Redundancy still hindering European research progress
Will Europe ever get its defense procurement and research act together? The European Defence Agency (EDA), formed in Brussels last year to help create an o

Will Europe ever get its defense procurement and research act together? The European Defence Agency (EDA), formed in Brussels last year to help create an open, competitive and transparent market, is a top-level initiative of the European Union, with a steering board comprised of 24 EU defense ministers. But, acknowledged EDA chief executive Nick Whitney: “There’s too much duplication.”

The agency is formally monitoring a new code of conduct agreed to by 22 of the 25 EU member states to open up their defense procurement to cross-border competition. The code took effect this month. Requirements worth more than ?1 million must now be posted on an online portal, and the states must use “objective selection criteria” to award their contracts.

Nonetheless, the code is voluntary, and skeptics doubt whether it will overcome decades of national protection of defense industries in Europe. Indeed, the EU’s Internal Market Commissioner is pressing for specific legislation to create a level playing field.

The UK has one of the most open and competitive regimes for defense procurement in Europe, and around 25 percent of its defense industrial base is foreign-owned. But still it spends only 5 percent of its defense budget on direct imports, and another 13 percent on cooperative programs such as Eurofighter.

Last December, the British government unveiled a new Defence Industrial Strategy (DIS) that explicitly defined what capabilities should be retained onshore in the national interest versus what could be sourced from abroad. This plan was welcomed by  the industry, but the DIS was criticized by the Society of British Aerospace Companies and others for not paying enough attention to the European dimension.

The EDA has identified three priorities for procurement collaboration:

• Strategic airlift, including a new heavylift helicopter;

• Air-to-air refueling, where it might manage an ad-hoc initiative; and

• C3I, including satellite communications, and network-enabled capability.
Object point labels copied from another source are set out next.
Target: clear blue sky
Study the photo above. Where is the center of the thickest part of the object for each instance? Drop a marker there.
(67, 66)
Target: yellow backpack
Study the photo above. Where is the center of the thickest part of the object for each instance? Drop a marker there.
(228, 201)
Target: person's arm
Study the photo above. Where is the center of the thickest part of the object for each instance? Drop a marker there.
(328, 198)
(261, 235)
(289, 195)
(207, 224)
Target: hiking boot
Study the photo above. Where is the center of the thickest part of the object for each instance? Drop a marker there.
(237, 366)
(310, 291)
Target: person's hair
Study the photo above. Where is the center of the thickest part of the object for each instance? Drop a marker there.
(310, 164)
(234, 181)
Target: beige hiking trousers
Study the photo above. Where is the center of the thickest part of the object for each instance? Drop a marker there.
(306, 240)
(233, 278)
Better Collaboration Needed

In addition to procurement, the EDA is also supposed to promote joint research and technology (R&T) in Europe. At present, only 10 percent of the ?2.5 billion that Europe spends each year on defense R&T is collaborative. The EDA has taken over the management of 40 collaborative R&T projects that were previously funded by other agencies, such as the Western European Union. In the aerospace field, those projects include work on dual-mode seekers and on space-based synthetic aperture radar.

After creating and consulting with a network of experts on European technology, the EDA has defined areas as ripe for more joint R&T, (see box below).

To date, though, the EDA has been given only ?5 million to spend on new R&T. Its budget for operating costs is more than three times that amount. It has recruited a staff of 90. The agency has issued only two small contracts, to date, both relating to unmanned air vehicles: a Finnish consortium is researching digital datalinks, and a consortium led by France’s Sagem is studying the sense-and-avoid techniques that UAVs will require to operate in civilian airspace.

Despite their expressions of earnest intent, the EU member states seem reluctant to give the EDA full control of a substantial new R&T fund. At the last meeting of the steering board, the defense ministers agreed to a new funding mechanism, whereby states can opt in or out of joint programs. The first of these will be force protection. Participating states must set aside money from their 2007 budgets to fund it, but nothing more was said about the EDA’s other priorities listed above.

This funding program may not satisfy Europe’s defense industrialists. At an R&T conference organized by the EDA last February, EADS co-chief executive Thomas Enders spoke as head of the Aerospace and Defence Industries Association of Europe saying that previous European initiatives in civil aerospace and space research have produced results, and he called for the EDA to be allocated an initial ?50 million. “Europe has to eventually rationalize its technological capabilities, avoid duplication and concentrate its resources,” he said.

“Let us not forget that the [U.S.] Defense Advanced Research Projects Agency [DARPA] has a $2 billion budget for upstream research. We need an EU-level defense science and technology board,” Enders added.